The UN General assembly has declared today as a day devoted to strengthening the ideals of peace, through observing 24 hours of non-violence and ceasefires. Shaping peace together in 2020 requires the silencing of the guns. Peace cannot exist alongside violence. Peace acts as an extinguisher of violence.
In Africa and the Middle-East, societal inequalities – that are made worse by the climate crisis – are leading to conflicts and acts of violence. We need to fight against the root causes of poverty, low agricultural productivity, unemployment and corruption if we want to solve conflicts. Climate actions such as the implementation of the Paris agreement, afforestation and recycling can help address the perennial shortage of natural resources that leads to conflicts.

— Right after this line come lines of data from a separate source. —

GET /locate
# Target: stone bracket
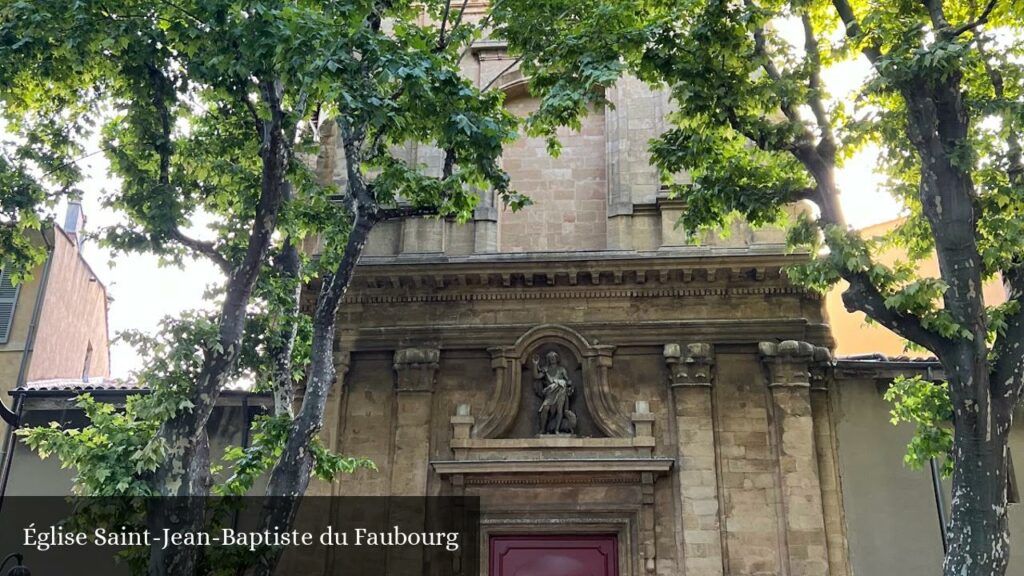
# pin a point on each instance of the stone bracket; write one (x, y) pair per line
(416, 369)
(790, 363)
(690, 366)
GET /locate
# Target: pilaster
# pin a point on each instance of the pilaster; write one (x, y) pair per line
(690, 378)
(416, 372)
(787, 365)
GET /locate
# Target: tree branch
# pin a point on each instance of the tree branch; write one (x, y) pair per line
(440, 34)
(863, 296)
(853, 30)
(981, 19)
(826, 147)
(937, 14)
(502, 73)
(1008, 372)
(203, 248)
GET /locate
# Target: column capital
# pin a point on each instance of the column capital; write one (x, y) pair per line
(790, 362)
(691, 365)
(416, 369)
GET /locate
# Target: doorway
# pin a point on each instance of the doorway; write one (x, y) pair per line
(553, 556)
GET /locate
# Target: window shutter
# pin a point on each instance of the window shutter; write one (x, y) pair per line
(8, 301)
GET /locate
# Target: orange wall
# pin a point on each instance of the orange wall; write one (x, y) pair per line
(854, 336)
(74, 316)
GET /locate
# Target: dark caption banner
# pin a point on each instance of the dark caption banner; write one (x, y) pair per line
(354, 536)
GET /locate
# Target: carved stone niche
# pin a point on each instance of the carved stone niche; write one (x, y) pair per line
(588, 366)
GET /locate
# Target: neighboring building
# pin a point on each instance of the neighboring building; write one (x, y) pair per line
(713, 434)
(622, 401)
(54, 325)
(854, 336)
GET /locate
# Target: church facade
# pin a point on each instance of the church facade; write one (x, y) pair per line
(623, 402)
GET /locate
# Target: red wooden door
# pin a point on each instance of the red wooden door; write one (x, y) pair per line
(553, 556)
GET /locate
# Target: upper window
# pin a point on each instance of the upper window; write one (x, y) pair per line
(8, 302)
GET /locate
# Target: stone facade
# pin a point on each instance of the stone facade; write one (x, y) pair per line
(698, 440)
(696, 445)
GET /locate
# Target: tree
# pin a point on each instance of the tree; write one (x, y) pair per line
(214, 110)
(757, 129)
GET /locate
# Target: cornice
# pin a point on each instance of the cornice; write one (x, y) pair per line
(649, 333)
(688, 272)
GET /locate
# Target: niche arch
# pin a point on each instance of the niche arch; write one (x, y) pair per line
(508, 364)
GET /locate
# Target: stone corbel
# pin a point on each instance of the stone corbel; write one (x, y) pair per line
(821, 369)
(788, 363)
(416, 369)
(690, 366)
(342, 362)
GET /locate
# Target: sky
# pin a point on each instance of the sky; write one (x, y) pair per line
(142, 292)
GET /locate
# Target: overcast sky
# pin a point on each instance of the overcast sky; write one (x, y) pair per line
(142, 292)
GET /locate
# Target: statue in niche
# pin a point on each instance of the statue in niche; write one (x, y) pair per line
(553, 385)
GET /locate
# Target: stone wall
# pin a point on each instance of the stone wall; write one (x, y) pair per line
(710, 455)
(569, 193)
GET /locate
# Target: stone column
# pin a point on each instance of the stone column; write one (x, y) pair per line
(416, 371)
(690, 377)
(787, 366)
(485, 224)
(824, 443)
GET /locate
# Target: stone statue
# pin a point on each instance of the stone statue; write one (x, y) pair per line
(552, 383)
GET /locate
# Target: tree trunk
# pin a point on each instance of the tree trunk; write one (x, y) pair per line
(181, 515)
(978, 534)
(183, 480)
(291, 474)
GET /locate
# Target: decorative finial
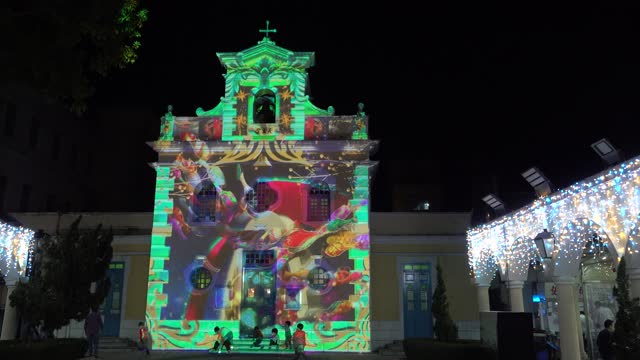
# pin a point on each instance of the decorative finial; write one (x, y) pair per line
(267, 31)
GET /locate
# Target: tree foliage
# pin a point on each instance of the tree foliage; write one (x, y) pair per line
(627, 325)
(60, 47)
(445, 329)
(60, 288)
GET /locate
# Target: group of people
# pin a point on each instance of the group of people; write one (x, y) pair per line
(297, 340)
(93, 324)
(223, 337)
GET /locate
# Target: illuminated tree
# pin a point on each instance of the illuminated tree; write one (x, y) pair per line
(60, 288)
(627, 325)
(445, 329)
(59, 48)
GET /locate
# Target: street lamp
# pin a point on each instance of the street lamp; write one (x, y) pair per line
(546, 243)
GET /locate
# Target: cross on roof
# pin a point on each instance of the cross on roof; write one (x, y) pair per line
(267, 31)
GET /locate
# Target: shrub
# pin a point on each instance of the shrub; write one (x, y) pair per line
(45, 349)
(458, 350)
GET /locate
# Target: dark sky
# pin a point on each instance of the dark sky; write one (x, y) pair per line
(463, 97)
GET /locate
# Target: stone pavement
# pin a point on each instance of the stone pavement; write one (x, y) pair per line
(195, 355)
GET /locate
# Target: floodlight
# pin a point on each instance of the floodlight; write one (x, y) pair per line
(545, 242)
(494, 202)
(538, 181)
(606, 151)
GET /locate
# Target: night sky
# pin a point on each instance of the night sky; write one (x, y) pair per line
(463, 97)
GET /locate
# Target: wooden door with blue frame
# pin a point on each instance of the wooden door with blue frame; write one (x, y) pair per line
(418, 321)
(111, 308)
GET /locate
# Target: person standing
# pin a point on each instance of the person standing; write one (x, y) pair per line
(92, 326)
(143, 337)
(605, 341)
(273, 340)
(224, 337)
(299, 342)
(257, 338)
(287, 334)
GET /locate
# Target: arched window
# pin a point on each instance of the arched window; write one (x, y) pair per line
(318, 208)
(264, 107)
(204, 204)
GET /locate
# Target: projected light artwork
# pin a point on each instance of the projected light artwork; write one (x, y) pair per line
(261, 213)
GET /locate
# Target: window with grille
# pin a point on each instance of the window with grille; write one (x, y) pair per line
(258, 258)
(318, 278)
(201, 278)
(262, 197)
(204, 204)
(318, 208)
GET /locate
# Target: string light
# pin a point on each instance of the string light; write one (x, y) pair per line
(595, 218)
(15, 244)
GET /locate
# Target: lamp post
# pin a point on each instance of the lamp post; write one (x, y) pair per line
(546, 243)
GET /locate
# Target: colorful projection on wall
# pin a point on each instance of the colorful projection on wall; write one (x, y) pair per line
(15, 245)
(257, 219)
(239, 245)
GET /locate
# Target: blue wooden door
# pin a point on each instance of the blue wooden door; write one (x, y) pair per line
(418, 322)
(111, 308)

COVID-19 has increased inequalities of all kinds and has disrupted development as global economies have shut down. Even for countries at peace, the coronavirus pandemic has crippled the livelihood of millions of people with an increase in death and infection cases recorded. We need economic recovery policies that reduce inequalities among people as well as protect the natural world.
Democracy and peace are two sides of the same coin: inseparable with the common goal of promoting human rights. Democracy serves as a support system in creating a space for peace. A peaceful world starts with all of us standing up for the rights of the people and the planet that we inhabit.
Oladosu Adenike (firstname.lastname@example.org) is a climate justice activist, ecofeminist and eco-reporter from Nigeria. She specialises in equality, security and peace building in Africa especially the Lake Chad region.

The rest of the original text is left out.